Peran Kunci Perempuan Menuju Indonesia Emas 2045

Minggu 25-08-2024,21:51 WIB
Oleh: tim redaksi

radarbengkuluonline.id - Di tengah hiruk-pikuk pembangunan yang terus bergerak maju, perempuan Indonesia berdiri di persimpangan sejarah. Visi Indonesia Emas 2045 menjadi cita-cita bersama, sebuah visi yang memandang Indonesia sebagai negara maju, berdaulat, dan berkelanjutan.

Namun, di balik ambisi besar ini, terselip satu pertanyaan yang menggelitik hati: Apakah perempuan telah diberikan tempat yang layak dalam perjalanan menuju visi ini?

Sampai saat ini, realitas menunjukkan bahwa perempuan masih berjuang untuk mendapatkan kesetaraan dalam dunia kerja.

Data dari Badan Pusat Statistik (BPS) tahun 2023 mencatat bahwa Tingkat Partisipasi Angkatan Kerja (TPAK) perempuan hanya mencapai 54,52%, jauh di bawah TPAK laki-laki yang mencapai 84,26%.

Ini menimbulkan pertanyaan yang mendasar: Mengapa perempuan masih terpinggirkan dalam kontribusi ekonomi yang seharusnya setara?

Sejak kecil, banyak dari kita tumbuh dengan cerita tentang Kartini, seorang pionir dalam memperjuangkan hak-hak perempuan di Indonesia.

Namun, lebih dari satu abad kemudian, mimpi emansipasi perempuan yang diimpikan Kartini masih jauh dari kenyataan.

Perempuan di Indonesia seringkali masih tersembunyi di balik beban ganda yang harus mereka pikulmengurus rumah tangga sekaligus bekerja.

Lirik lagu “Ibu Kita Kartini” yang sering kita dengar saat peringatan Hari Kartini mungkin menggambarkan semangat juangnya, namun realitasnya masih jauh dari ideal.

Pandangan tradisional yang memosisikan laki-laki sebagai pencari nafkah utama masih mendominasi, sementara perempuan meskipun berpendidikan tinggi, seringkali memilih untuk tidak bekerja atau hanya bekerja paruh waktu demi mengurus keluarga.

Fenomena ini tidak hanya terjadi di Indonesia, tetapi juga di berbagai negara lain yang memiliki pandangan serupa.

Pandangan bahwa laki-laki adalah “first breadwinner” atau pencari nafkah utama, seperti yang diungkapkan oleh Janssens (1997) dan Sear (2021), masih kuat mempengaruhi keputusan perempuan untuk berpartisipasi di dunia kerja.

Seringkali, perempuan baru akan bekerja jika kondisi ekonomi keluarga menuntutnya, dan bahkan jika mereka bekerja, mereka lebih sering berada di sektor informal yang memberikan upah lebih rendah dan jaminan kerja yang minim.

Perempuan yang bekerja di sektor informal sering kali terjebak dalam lingkaran kemiskinan yang sulit untuk diatasi.
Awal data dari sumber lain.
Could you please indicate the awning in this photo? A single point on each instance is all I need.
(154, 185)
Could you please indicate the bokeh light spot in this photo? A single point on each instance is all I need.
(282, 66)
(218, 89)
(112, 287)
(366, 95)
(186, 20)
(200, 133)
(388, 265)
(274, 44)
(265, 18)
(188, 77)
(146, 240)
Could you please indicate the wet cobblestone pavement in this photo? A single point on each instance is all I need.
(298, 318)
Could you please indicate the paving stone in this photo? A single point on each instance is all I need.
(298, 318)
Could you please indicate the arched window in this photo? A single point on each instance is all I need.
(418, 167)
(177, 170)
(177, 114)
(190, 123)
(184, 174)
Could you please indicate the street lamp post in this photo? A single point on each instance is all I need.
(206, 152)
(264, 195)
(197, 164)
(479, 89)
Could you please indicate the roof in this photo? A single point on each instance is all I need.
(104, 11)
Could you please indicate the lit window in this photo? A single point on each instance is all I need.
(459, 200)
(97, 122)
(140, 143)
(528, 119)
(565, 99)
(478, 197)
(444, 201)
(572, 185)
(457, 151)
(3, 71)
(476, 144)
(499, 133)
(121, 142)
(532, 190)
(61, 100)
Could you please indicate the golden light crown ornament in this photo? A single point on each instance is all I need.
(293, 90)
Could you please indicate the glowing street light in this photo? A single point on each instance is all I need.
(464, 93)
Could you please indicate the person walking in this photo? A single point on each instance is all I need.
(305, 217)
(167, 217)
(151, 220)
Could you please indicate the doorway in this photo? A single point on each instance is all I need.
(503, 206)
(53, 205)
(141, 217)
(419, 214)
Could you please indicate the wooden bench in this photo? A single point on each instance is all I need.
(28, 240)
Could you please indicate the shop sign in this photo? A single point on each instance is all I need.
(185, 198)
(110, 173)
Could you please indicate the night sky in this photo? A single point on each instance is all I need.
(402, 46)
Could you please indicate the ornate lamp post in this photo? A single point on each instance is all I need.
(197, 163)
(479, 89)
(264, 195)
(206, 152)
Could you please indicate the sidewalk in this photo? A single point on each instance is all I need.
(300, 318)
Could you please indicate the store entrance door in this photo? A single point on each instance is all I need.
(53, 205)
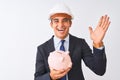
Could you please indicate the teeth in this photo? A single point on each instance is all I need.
(60, 29)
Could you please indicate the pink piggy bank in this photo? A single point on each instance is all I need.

Mereka bekerja keras, namun tanpa perlindungan hukum dan akses yang memadai terhadap pendidikan dan pelatihan, kondisi mereka tidak banyak berubah.

Salah satu contoh adalah Siti, seorang buruh tani di Jawa Tengah, yang meskipun bekerja keras setiap hari, penghasilannya masih jauh dari cukup untuk memenuhi kebutuhan keluarganya. Cerita seperti ini tidaklah langka di Indonesia, di mana banyak perempuan menghadapi tantangan serupa di sektor-sektor informal lainnya.